“War is ninety percent information.” said Napoleon Bonaparte in the nineteenth century. This is just as true as ever in the information age that we currently live in. The most successful companies like Google, Facebook, and Amazon, have their revenue model based on the sharing and selling of information. And they get this information by analysing data. But not only the big fish are able to make money on data: lots of companies benefit from leveraging data to obtain valuable insights. It’s why Clocktimizer has introduced our own Machine Learning Engine to give our customers the edge over the competition.
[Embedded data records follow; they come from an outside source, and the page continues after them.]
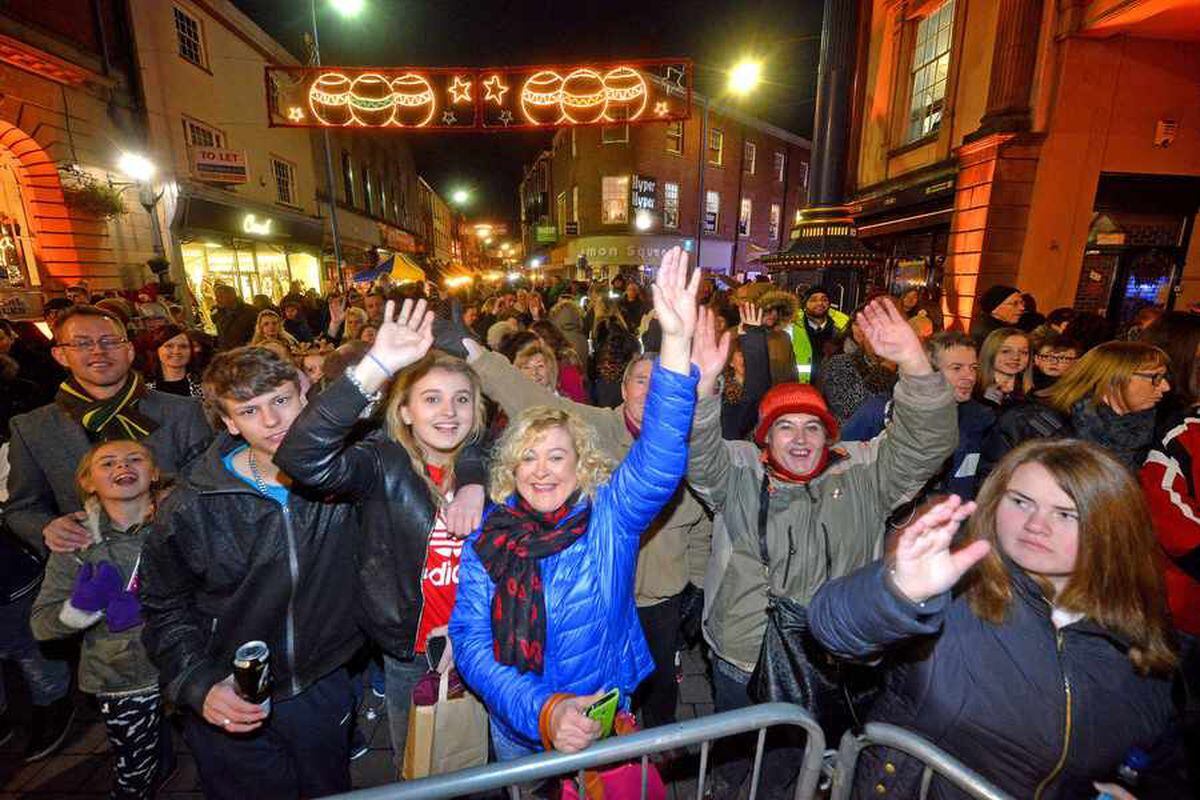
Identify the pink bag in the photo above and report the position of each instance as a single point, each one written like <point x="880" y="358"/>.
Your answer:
<point x="623" y="782"/>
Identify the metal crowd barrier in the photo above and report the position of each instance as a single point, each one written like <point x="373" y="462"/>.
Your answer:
<point x="936" y="761"/>
<point x="617" y="750"/>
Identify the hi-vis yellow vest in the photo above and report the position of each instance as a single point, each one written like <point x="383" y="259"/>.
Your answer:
<point x="803" y="348"/>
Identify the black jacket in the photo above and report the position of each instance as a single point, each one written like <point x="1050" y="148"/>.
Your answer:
<point x="235" y="326"/>
<point x="225" y="565"/>
<point x="1018" y="423"/>
<point x="1023" y="703"/>
<point x="395" y="510"/>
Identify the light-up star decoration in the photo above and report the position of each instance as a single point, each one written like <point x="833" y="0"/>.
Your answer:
<point x="495" y="90"/>
<point x="675" y="80"/>
<point x="460" y="90"/>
However, it can be difficult to know where to start with Machine Learning. How much data do I need? How do I collect it? What format should I store it in? In this four part blog series, we will introduce you to the art of data science. You will learn the best practices of collecting, cleaning, analysing, visualising, and interpreting data. We’ll also help you think of the ways Clocktimizer’s Machine Learning can support your law firm. In the first part of the series we looked at collecting data. In part 2, we will introduce you to data preparation.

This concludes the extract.